【ヨセチセ】後戻り不可

痛みに彷徨う者の夢に引き寄せられた夜の愛し仔の話

青々とした草木の香りが瑞々しい風と一緒に駆け抜け。雲間から差し込む太陽が雨上がりの庭をキラキラ照らし出す。
「(限りなく現実に近い夢)」
見慣れた景色に見慣れない影が一つ。温室の入り口に腰を下ろしていた白い影はこちらに気付くなり柔和に微笑んだ。
「やあ」
新緑の中で芽吹く儚げな白い影が右手を軽く上げ呼ぶ。敵対心の欠片もない穏やかな雰囲気に誘われ他者の夢にまた迷い込んでしまったチセは呼ばれるがまま夢の主たるヨセフの隣に腰を下ろした。
あの時と一緒、胸の中で独り言ちるチセの心情を知ってか知らずかヨセフの眉尻が頼りなく下がる。

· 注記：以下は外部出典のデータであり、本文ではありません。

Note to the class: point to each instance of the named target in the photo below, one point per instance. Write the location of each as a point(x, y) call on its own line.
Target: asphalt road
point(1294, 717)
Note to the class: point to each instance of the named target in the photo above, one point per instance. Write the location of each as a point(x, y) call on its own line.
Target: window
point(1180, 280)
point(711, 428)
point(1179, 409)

「もしかして、お姉さんと何処かで会ってたりします?」
太陽の光を透かす白髪が傾げた首に合わせ垂れ揺れた。少しばかり困った表情に如何言葉を掛けていいか分からず、若草色の瞳を泳がすチセの視界端に白い波がうねる。音もなく身を乗り出しチセに近付いたヨセフ。微かな吐息すら感じる距離に息を呑んだ。

「なんてね」

夜が蠢く黒い瞳がいやらしく歪み。込み上がる笑いを我慢できず喉奥でクツクツ笑う。
「ねえ知ってる?」
まるで誰もいない庭で歌でも歌うようにヨセフは語り出す。
「その様子だと覚えてないだろうけど、お前は僕に厄介な魔法をかけてね。それはもう、ほとほと困り果ててしまう代物でさ。此処に咲いている花を見てごらん?見た目や色、種類すべて違うように見えるだろ。でも、違うんだ。これはすべて同じ花」
耳元で囁かれる朗々とした声色に思わずチセは肩を竦めた。その子猫染みた仕草にヨセフがまた笑う。とびっきりの遊び道具でも見付けた子供みたいに「キス、してあげようか」とからかいながら。

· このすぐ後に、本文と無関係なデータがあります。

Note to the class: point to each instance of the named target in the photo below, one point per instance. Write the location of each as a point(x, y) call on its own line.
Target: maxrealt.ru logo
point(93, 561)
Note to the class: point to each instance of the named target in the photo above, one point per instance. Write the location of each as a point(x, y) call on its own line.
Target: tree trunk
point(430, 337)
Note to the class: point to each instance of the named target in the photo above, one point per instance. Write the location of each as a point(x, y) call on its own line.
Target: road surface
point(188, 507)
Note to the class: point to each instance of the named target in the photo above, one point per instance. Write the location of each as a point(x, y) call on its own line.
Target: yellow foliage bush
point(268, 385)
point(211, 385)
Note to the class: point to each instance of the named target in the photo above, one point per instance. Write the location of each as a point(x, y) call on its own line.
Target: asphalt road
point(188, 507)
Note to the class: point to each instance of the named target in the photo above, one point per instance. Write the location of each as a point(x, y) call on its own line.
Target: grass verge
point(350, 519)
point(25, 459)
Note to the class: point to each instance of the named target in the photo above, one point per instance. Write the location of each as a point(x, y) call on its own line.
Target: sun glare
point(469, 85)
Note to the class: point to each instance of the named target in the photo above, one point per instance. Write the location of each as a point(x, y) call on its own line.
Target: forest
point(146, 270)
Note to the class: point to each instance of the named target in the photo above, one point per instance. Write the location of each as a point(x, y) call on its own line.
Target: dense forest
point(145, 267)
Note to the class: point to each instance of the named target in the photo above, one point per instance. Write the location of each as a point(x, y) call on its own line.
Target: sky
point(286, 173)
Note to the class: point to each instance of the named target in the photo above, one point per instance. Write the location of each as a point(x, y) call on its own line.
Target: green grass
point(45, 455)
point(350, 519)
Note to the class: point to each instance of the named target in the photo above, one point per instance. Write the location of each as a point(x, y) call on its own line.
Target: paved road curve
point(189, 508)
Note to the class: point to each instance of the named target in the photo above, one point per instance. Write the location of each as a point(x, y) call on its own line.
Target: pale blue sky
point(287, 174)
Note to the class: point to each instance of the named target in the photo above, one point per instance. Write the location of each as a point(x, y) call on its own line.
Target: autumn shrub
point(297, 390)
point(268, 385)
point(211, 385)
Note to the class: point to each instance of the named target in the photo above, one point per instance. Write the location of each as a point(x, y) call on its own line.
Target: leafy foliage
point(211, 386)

反応を愉快に楽しむヨセフは欠けた腕でチセを捕えてはいない。そこに漸く気付いたチセは不快感を表すように眉を潜め距離を取った。手で押し退けず自ら離れる姿にヨセフの唇が何か言いたげに開くものの、結局思いが舌先に乗り言葉として生まれることなく胡散臭い笑顔にすり替わった。
「すべて同じ花とはどういう事ですか?」
想像がつかないくらい長生きしている者は皆往々にして誤魔化し上手だ。ゆえにチセは問い掛ける内容を花に戻し、結果ヨセフの意識も庭園を埋め尽くす花に戻った。
「どうせ放っておけばすぐ枯れる、その考え自体が甘かったんだ。お陰でこうやって枯れずに咲いて埋め尽くす始末。今更一本引っこ抜いたところで如何にもならない──。ほんと君から貰った花は君と同じくらい厄介だね」
「私が、あげた?」
改めて庭を見渡す。間違い探しをするように頭の中の記憶と照らし合わせれば確かに色取り取りに咲き乱れる花々は現実世界のものと違う。しかし、何故かすべて同じものだと思える辺り本当に同じ花なのだろう。

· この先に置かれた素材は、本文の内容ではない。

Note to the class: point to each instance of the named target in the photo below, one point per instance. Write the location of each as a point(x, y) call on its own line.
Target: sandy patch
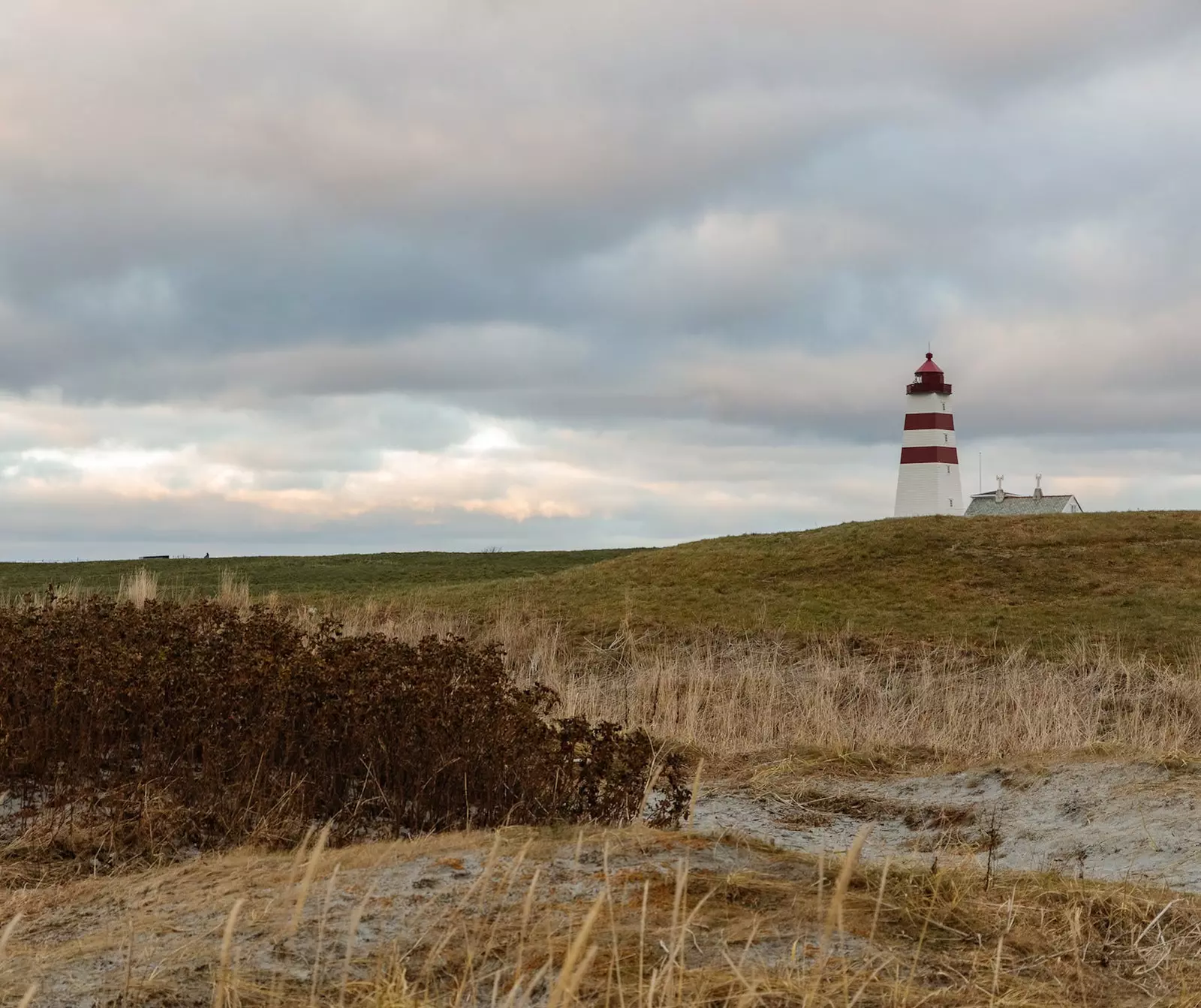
point(1102, 820)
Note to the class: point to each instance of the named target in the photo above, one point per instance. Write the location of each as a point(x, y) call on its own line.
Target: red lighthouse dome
point(930, 379)
point(929, 481)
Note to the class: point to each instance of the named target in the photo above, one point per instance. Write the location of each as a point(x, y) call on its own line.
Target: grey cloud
point(310, 234)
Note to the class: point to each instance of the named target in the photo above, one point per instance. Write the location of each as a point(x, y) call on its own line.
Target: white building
point(929, 482)
point(1001, 501)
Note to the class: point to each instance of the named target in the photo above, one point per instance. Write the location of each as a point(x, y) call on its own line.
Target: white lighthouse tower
point(930, 466)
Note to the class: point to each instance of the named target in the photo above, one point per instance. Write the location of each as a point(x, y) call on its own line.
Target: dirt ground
point(1102, 820)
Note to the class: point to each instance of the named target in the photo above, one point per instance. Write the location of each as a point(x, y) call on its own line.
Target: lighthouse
point(930, 466)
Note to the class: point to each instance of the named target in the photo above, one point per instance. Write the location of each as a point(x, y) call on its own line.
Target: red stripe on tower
point(929, 453)
point(929, 481)
point(929, 422)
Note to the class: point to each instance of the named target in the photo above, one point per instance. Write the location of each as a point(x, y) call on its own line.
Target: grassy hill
point(1134, 577)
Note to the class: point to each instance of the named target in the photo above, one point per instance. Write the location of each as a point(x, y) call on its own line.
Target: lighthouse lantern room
point(930, 465)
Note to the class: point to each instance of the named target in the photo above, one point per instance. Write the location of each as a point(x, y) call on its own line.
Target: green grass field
point(1130, 577)
point(348, 577)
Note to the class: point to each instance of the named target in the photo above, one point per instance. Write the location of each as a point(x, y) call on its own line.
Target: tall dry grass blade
point(642, 943)
point(572, 971)
point(613, 928)
point(310, 872)
point(526, 910)
point(138, 588)
point(696, 792)
point(832, 914)
point(996, 971)
point(222, 980)
point(233, 590)
point(880, 899)
point(321, 935)
point(9, 930)
point(352, 931)
point(1079, 955)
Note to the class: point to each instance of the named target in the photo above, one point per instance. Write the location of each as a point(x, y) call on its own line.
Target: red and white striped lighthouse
point(930, 466)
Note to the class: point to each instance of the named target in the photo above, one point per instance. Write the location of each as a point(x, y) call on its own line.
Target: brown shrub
point(195, 725)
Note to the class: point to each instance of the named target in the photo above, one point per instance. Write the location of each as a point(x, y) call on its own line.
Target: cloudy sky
point(308, 276)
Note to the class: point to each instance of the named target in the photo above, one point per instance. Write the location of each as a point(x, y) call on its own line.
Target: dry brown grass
point(840, 697)
point(634, 918)
point(618, 918)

近場に生えていた夕焼け色の花を一本手折りクルクル回すヨセフを見てチセの胸の奥が温かな熱が灯る。
「花のこと私は覚えていない。でも、あげてよかったって思う」
「覚えていないくせに」
手折った花を見下ろすヨセフの横顔は何処か不貞腐れているように見えた。